I agree with Dapale here on this. It’s definitely fitting for critical.

3 Likes

Now’s the time to make your game work with DataStores being down if they aren’t already so we know how to get around it :eyes:

3 Likes

I mean, in my case, if players’ data hasn’t loaded, they aren’t going to want to play anyway. I imagine that’s the same in most cases.

1 Like

Have fun paying lots of money a month for strong reliable databases, heh. I might start setting up a system for phantom forces to auto upload data if saves fail, then on rejoin, overwrite. Especially with datastores failing hard right now…

1 Like

I mean writing code around it so that your game doesn’t break if its DataStore reliant to start the game. Also can’t seem to get my DataStores to fail, in game and in studio test.

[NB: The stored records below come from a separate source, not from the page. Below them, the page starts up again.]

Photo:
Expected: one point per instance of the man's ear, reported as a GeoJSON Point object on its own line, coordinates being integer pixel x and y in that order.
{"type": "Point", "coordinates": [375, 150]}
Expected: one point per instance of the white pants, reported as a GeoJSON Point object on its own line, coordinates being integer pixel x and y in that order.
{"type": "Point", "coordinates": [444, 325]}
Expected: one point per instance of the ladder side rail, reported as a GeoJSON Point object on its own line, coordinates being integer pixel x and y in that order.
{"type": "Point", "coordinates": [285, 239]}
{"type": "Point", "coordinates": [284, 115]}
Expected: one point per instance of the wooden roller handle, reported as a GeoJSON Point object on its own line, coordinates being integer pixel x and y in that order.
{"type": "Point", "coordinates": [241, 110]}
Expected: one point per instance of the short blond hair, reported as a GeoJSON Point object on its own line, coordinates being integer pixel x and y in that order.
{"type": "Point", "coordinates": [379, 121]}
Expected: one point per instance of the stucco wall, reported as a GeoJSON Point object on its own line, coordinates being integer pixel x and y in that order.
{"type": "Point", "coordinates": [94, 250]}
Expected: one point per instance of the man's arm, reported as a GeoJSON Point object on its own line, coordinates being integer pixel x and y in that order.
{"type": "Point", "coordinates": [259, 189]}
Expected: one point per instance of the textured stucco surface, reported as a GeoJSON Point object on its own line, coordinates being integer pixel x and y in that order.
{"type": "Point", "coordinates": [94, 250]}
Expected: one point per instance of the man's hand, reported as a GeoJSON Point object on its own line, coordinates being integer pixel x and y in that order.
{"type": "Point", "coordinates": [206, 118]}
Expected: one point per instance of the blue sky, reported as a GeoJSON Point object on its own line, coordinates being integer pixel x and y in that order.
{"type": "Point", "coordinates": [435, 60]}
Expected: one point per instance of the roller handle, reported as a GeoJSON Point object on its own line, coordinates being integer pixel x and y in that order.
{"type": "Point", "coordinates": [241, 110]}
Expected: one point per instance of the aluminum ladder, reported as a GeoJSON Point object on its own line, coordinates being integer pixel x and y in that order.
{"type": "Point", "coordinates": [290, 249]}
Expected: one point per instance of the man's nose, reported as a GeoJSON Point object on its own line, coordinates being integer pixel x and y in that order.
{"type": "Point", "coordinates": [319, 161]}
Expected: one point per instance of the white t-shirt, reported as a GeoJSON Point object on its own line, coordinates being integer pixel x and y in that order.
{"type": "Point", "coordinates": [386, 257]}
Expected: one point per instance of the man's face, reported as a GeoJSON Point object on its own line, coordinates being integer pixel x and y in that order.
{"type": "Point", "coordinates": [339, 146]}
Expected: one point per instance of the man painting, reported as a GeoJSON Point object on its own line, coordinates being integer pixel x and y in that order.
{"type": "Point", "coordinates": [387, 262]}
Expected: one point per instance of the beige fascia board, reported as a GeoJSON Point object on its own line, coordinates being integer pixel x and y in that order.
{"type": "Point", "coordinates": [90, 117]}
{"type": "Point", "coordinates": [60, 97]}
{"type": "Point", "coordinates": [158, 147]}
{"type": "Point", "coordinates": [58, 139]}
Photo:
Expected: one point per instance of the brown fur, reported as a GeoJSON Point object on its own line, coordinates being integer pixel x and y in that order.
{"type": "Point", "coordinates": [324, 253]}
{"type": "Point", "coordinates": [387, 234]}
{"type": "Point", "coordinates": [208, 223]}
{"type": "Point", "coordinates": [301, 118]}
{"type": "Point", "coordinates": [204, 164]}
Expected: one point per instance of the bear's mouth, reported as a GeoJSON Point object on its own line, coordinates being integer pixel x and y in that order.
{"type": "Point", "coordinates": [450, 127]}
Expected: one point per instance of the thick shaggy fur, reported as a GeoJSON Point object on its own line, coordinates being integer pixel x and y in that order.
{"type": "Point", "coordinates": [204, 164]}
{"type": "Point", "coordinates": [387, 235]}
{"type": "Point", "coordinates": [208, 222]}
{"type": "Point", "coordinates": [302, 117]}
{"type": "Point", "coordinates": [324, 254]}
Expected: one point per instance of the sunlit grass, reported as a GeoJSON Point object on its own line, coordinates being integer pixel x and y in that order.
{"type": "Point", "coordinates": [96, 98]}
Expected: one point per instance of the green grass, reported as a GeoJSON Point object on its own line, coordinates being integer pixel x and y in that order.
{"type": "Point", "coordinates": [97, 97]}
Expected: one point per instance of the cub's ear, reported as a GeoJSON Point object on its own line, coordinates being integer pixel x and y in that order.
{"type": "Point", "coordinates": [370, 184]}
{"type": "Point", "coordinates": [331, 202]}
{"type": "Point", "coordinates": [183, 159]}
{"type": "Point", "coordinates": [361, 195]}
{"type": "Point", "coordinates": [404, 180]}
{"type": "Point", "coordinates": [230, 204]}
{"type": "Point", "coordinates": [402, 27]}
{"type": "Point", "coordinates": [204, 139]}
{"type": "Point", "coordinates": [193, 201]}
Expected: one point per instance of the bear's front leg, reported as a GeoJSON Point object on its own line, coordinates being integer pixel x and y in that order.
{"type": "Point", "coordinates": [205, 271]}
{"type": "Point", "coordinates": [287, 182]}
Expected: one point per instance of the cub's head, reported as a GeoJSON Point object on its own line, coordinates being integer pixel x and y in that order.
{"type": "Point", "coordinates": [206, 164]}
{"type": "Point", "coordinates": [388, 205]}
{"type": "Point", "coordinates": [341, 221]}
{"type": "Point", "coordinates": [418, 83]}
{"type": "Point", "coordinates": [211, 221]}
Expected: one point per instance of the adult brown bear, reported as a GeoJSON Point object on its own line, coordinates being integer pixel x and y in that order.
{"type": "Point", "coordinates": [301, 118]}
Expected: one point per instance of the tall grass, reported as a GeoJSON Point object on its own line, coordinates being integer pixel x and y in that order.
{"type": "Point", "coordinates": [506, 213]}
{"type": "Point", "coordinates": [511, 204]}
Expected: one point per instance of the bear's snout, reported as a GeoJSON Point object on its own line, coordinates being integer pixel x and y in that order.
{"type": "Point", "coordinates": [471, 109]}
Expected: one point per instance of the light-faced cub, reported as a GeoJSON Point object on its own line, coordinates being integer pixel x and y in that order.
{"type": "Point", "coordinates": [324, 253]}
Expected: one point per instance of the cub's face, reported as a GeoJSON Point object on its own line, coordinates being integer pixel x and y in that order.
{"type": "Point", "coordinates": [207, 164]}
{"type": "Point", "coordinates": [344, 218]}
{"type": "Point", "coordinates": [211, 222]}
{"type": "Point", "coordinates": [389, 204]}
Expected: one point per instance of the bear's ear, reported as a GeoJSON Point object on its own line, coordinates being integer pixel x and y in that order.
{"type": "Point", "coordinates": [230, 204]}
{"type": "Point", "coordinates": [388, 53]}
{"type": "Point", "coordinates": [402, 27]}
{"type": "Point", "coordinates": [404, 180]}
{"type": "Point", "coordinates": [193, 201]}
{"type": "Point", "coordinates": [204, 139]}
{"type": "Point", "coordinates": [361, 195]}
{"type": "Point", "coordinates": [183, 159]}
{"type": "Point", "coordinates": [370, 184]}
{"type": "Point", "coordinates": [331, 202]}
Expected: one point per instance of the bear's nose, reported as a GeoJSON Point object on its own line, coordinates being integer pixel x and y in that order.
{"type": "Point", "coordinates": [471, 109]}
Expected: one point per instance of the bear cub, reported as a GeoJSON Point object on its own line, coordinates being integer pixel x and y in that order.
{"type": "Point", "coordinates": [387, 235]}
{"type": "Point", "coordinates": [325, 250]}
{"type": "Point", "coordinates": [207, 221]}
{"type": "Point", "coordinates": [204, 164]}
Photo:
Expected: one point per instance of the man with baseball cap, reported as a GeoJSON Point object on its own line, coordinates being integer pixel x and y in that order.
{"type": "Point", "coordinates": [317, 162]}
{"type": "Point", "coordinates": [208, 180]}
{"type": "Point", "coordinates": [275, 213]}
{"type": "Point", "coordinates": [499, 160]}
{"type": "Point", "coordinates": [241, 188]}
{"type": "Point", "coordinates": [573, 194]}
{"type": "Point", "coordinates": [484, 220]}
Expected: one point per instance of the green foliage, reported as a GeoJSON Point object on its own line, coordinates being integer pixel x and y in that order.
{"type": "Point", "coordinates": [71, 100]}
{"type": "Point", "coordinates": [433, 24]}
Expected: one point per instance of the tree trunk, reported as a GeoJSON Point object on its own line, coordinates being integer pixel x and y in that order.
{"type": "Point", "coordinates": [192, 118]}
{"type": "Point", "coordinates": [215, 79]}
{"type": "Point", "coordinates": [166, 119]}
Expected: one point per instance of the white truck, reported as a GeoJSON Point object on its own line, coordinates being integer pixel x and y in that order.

Removed ROBLOXCRITICAL tag.

@Dapale @Xan_TheDragon @RBX_Lua
Please keep in mind that ROBLOXCRITICAL is not subjective, a bug report needs to meet criteria to qualify as ROBLOXCRITICAL: https://devforum.roblox.com/t/please-read-before-posting-steps-to-report-a-bug/24388

(Note: “Data loss” does not include data losses from bad datastore code. Datastore failures are to be expected from time to time and code needs to handle these temporary failures gracefully. I just checked my own games and the error rates are far from 100%, so while very inconvenient, it’s not an insurmountable issue.)

The issue has been escalated.

Thank you for the report. Our engineering team is actively investigating this issue and we’ll follow up soon with more information.

4 Likes

Ohhhhh, this is why I’m getting tons of messages about lost data.

So, if something like this DOES happen and we need to notify easier, what do we do?

You file a bug report without a ROBLOXCRITICAL tag.

And we should assume that’s going to be seen instantly?

According to my data there is large-scale data store failure and players being forcibly removed from the game.

The best datastore code in the world won’t fix that

9 Likes

Operations has internal status trackers that will catch these issues faster than users report on them, so the bug report is really just additional comments on the issue.

1 Like

How many of those are after a final retry?

All of them? if I understand correctly, re-tries are handled “under the hood” and if an error happens then that is the final status.

edit: to clarify, these are datastore load errors, not save errors.

1 Like

Auto-retry isn’t enabled yet. Right now you should be retrying requests manually. If your game handles retries gracefully, partial outages like these shouldn’t have much impact aside from slightly longer request times as they’re retried. This includes both loading/saving data.

2 Likes

To add to my post above
The statistics I have are Per attempt in code to save.
I log each individual datastore SetAsync if its successful or failed, then log the errors as well.

Which within 30 minutes, had
87,630 successful
4,086 failures
(4.4%)

They attempt to save again and again until successful.

2 Likes

Something interesting to note:

Here are all the biggest datastore errors and how many times they have occured in the last four months total not including today:

And Here is the error occurring today:

This is not the same error that usually accompanies high-traffic outages. This is an anomaly

4 Likes

@BOF had some issues with this on twitter too, so this post is relevant to him as well

1 Like

The problem is that, at least in my limited experience, datastore errors are usually not “gracefully” distributed among servers. I don’t have concrete data but from anecdotal experience usually some servers are reasonably fine while others barely get any requests accepted.